けれど直ぐに褪(さ)めた僕にも気がついた。
「どうせ、これでいいんだ」ってね。「これが幸せってものだよ」ってね。「もう諦(あきら)めたらいいよ、だって皆幸せそうじゃないか」ってね。「また、あの社会不適応者に戻るのか、皆に迷惑かけるだけの、それって結局若いから許されるんだろう」ってね。「もう、お前は安住の地を見つけられるし、それは歴史が保証してくれているじゃないか」ってね。
僕は、その内なる声を振り払うように、無視するように、動力にするように思いっきり両手を振り払って払った。無理だと判ると浮浪者のダンボールを使って、捨てられていたマックのゴミ袋で大きく振り払ったんだ。
少しづつ透明なふわふわとした氷を払い出せるようになって、コツをどんどんマスターしていった。
マスターしていくのはとても気持ち良かったから、自分の周りからは完全になくなるまで頑張った。
恋人を抱き寄せてキスをする距離なんて当然で、6畳の狭い部屋の端から端までは充分に、昔行った小中学校の教室ぐらいの広さまで完全になくしたんだ。
けれど、またはたと気がついた。
あの嫌な直観が、ゴキブリが、カサッと部屋の隅(すみ)でささやく瞬間を捉えるようなあの嫌な直観が、僕を襲ったんだ。

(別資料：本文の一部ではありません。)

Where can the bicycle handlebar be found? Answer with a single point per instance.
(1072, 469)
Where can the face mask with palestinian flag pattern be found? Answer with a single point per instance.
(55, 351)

今度は氷のような鋭さじゃなくはんぺんのような生々しい透明な塊だった。
やっと仕事から帰ってきた僕は、狭い暗い6畳で一気にへたりこんでしまった。
やっと手に入れたこの部屋が、世間によってやっと許されたような、つまり自分は働かないと全く価値が無い人間じゃないかって罵倒されているようなそんな感覚が蘇ってきて、振り払うために使った労力を思い出して、もうへたりこんでしまった。
また、一から透明の塊を払うのかな。
それとも、もう疲れたから、と見ない振りをするために、色んな口述をつけて透明の塊が身の回りにあってイライラするのを、心の奥底に封印するのかな。
ああ、もうどっちでも良いんだ。多くの人が払っていないじゃないか。
ああ、もうどっちでも良いんだ。だって僕は人間なんだから、人生の目的など1人1人に与えられていないのだから。
このまま逝ってしまってもいいし、このまま愚痴を言い続ける人生でも良いし、このまま闘争し続けても良いんだ。
透明の塊は決して振り払ってなくすることは出来ないんだ、それだけははっきりした事実。
透明の塊が観える合理性を与えられ、そして同時にそれと相反する不信不明感情情欲を与えられたのだから。
振り払うのが上手くなって気持ち良くなっていく事、振り払いながら汗が出た事、そういう1つ1つが1つ1つの関係を誤らせる基になっているのだから。
救いなんてない。苦しみも本当はない。喜びも分かち合いも愛も自分も他人すらも本当は無かったんだ。
透明のふわふわとした塊が、僕たちにまとわりつきながら見せていた陽炎(かげろう)だったのだろう。
決して触れなかったんだ、だって透明の塊を振り払えないんだから。